The practical implementation of this task is already attracting business. Innovative companies have emerged with the goal of developing "medicines for old age". Until recently, this segment was more interested in extravagant private investors, but now they began to talk about it much more seriously.

What will happen if some company finally develops such a technology? Instead of treating the diseases of aging with a thousand different drugs, they will be prevented with one drug. If you really look at things, then maybe not one, but a dozen. This is the same market: competition will begin, the development of newer and more advanced versions. Based on the most general considerations, being among the first in this market is the dream of any company, a representative of Big Pharma. Imagine what it means from a commercial point of view to release a drug against a disease that affects 100% of the adult population of the planet! And since it is already clear that human aging starts very early – exactly before the age of 20, then healthy, active, and therefore economically wealthy people will buy it.

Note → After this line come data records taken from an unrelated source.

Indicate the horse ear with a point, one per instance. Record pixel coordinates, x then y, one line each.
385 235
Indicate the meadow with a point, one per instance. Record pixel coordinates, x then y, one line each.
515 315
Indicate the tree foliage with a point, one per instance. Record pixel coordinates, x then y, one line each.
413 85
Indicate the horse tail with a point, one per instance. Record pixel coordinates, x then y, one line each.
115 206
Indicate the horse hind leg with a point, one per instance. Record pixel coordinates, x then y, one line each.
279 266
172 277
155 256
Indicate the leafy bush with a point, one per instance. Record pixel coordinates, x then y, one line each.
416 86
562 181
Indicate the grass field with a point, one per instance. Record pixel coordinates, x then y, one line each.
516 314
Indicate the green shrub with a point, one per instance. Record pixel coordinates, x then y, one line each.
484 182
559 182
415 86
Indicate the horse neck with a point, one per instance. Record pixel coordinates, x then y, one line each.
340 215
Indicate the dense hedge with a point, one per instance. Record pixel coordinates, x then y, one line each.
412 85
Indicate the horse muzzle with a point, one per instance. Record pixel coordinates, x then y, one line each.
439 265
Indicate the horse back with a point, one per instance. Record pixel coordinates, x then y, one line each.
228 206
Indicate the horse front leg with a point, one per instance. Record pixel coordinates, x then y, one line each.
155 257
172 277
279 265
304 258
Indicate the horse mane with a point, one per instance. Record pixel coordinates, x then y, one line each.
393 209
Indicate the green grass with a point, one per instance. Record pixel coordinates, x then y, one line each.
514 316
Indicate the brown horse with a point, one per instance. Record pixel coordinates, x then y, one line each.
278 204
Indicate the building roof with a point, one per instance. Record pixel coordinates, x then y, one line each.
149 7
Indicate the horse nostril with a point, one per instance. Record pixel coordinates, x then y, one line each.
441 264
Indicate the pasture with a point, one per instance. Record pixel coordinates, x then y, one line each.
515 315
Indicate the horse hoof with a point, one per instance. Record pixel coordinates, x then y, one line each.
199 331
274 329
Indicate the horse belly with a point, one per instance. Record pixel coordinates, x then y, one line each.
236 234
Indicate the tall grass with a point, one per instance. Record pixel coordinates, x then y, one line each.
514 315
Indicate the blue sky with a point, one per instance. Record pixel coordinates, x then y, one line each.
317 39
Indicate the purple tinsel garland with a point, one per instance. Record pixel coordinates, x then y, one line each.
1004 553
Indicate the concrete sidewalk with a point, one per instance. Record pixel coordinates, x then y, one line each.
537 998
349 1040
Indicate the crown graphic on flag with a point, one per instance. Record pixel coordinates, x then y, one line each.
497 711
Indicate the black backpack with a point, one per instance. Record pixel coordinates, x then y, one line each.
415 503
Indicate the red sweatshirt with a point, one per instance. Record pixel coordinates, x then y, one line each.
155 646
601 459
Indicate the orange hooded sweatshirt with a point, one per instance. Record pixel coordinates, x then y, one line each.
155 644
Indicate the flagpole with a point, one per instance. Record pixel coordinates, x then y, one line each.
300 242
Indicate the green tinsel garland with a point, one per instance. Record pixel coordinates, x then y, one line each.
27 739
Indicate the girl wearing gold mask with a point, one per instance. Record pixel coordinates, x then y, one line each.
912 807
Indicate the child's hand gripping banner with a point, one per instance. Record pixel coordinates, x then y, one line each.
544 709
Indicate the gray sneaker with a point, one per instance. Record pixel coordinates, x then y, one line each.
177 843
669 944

There are examples of such market successes in history. The multibillion-dollar industry of dietary supplements and vitamins consumed by generally healthy people is based on this principle. Careful clinical studies of various dietary supplements and vitamins have shown that with a reasonable diet, their effectiveness is zero. And this whole industry is supported only by general considerations and marketing efforts.

A closer analogue can be considered the grandiose commercial success of statins – drugs for reducing the level of "bad" cholesterol in the blood. They can be prescribed to a completely healthy person and then monitor the effectiveness of the reception by doing blood tests. As a result, statins have become the best-selling drugs in the history of pharmaceuticals. And now imagine the scale of the market for a drug that not only slightly reduces the likelihood of cardiovascular diseases, but dramatically slows down aging.

But what keeps serious investors (and first of all "big pharma") from immediate investments in such a promising business? The answer is simple: the problem is that there are no anti-aging drugs yet. And if some group of enthusiastic researchers believes that they can be developed, then pharmaceutical companies and venture funds have clear restrictions that do not allow them to invest in a project to create a cure for something that cannot really be called a disease. A dead end? Wait a second, it's not that bad.

If some drug interferes with the work of the aging program of the body, then it should be somehow useful in the fight against certain age-dependent diseases. And if your substance somehow knows how to deal with them, then in principle it can be used to make a cure for these specific diseases. Including incurable ones at the moment. But this is already a good bait for the industry. Especially if you can offer a proven and at the same time quite original mechanism of action for your drug. The team of such a project, in partnership with Pharma, may well bring its drug to the market in the form of a cure for specific diseases. So there will be a drug on the drug market that potentially stops aging.

One step remains: to turn it from potential to real. To do this, you need to collect information on the results of mass use of this drug to find out whether patients have become older more slowly. A method for assessing the rate of aging has yet to be developed, but at the current level of bioanalytical and digital technologies, no special problems should arise. The investor who decides on this final step will turn his drug into a "disruptive" (in the terminology of Clayton Christensen) technology – a product that radically rebuilds the pharmaceutical market, up to a complete change of its segments and players.